Launched in 2008, the audio-streaming platform has grown to over 200 million monthly active users across the world. “Our goal is to empower creators and enable a really immersive listening experience for all of the consumers that we have today — and hopefully the consumers we’ll have in the future,” says Jai Chakrabarti, Director of Engineering, Infrastructure and Operations. An early adopter of microservices and Docker, Spotify had containerized microservices running across its fleet of VMs with a homegrown container orchestration system called Helios. By late 2017, it became clear that “having a small team working on the features was just not as efficient as adopting something that was supported by a much bigger community,” he says.
The team spent much of 2018 addressing the core technology issues required for a migration, which started late that year and is a big focus for 2019.
The biggest service currently running on Kubernetes takes about 10 million requests per second as an aggregate service and benefits greatly from autoscaling, says Site Reliability Engineer James Wen. Plus, he adds,
“Before, teams would have to wait for an hour to create a new service and get an operational host to run it in production, but with Kubernetes, they can do that on the order of seconds and minutes.” In addition, with Kubernetes’s bin-packing and multi-tenancy capabilities, CPU utilization has improved on average two- to threefold.
Nokia’s core business is building telecom networks end-to-end; its main products are related to the infrastructure, such as antennas, switching equipment, and routing equipment. “As telecom vendors, we have to deliver our software to several telecom operators and put the software into their infrastructure, and each of the operators have a bit different infrastructure,” says Gergely Csatari, Senior Open Source Engineer.
“There are operators who are running on bare metal.
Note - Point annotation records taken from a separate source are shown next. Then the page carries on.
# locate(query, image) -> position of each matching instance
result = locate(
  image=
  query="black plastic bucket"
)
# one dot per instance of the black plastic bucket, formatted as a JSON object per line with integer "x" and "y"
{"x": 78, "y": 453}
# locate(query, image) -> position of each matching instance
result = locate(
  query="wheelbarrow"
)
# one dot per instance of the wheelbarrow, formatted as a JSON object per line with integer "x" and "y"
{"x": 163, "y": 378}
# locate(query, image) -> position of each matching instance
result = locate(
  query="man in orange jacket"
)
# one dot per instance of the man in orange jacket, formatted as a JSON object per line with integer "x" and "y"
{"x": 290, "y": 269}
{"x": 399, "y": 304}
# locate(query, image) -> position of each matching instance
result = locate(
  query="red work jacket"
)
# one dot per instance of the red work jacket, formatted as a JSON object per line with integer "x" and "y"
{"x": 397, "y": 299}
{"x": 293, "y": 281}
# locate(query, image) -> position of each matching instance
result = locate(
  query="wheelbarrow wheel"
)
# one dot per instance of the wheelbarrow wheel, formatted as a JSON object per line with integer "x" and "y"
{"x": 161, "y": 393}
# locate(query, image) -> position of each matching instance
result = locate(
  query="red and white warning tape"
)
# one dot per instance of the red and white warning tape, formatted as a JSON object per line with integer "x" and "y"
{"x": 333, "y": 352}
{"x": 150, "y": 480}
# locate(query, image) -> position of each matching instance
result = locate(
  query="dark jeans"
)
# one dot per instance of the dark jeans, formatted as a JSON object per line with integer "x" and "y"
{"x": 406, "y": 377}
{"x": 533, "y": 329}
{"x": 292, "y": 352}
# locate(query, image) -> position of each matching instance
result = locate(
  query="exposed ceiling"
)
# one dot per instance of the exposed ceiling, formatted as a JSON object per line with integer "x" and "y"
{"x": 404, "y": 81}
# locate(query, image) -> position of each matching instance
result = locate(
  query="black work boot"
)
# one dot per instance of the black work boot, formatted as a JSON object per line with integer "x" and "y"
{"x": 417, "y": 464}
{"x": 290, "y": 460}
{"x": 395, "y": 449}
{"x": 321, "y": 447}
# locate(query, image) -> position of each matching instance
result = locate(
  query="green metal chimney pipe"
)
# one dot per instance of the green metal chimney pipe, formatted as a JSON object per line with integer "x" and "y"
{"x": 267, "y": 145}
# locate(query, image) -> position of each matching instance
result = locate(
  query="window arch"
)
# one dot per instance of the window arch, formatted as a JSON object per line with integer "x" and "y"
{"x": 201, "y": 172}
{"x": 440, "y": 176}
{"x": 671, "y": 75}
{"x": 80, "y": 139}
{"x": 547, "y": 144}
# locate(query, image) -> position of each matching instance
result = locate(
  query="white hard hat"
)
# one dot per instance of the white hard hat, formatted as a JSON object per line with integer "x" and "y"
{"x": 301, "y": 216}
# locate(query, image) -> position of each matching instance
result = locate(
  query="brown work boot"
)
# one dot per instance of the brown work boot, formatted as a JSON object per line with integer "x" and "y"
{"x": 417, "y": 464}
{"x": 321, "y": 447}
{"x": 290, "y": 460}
There are operators who are running on virtual machines. There are operators who are running on VMware Cloud and OpenStack Cloud. We want to run the same product on all of these different infrastructures without changing the product itself.”
Kubernetes has enabled Nokia’s foray into 5G. “When you develop something that is part of the operator’s infrastructure, you have to develop it for the future, and Kubernetes and containers are the forward-looking technologies,” says Csatari.
The teams using Kubernetes are already seeing clear benefits. “By separating the infrastructure and the application layer, we have less dependencies in the system, which means that it’s easier to implement features in the application layer,” says Csatari.
And because teams can test the exact same binary artifact independently of the target execution environment, “we find more errors in early phases of the testing, and we do not need to run the same tests on different target environments, like VMware, OpenStack, or bare metal,” he adds. As a result, “we save several hundred hours in every release.”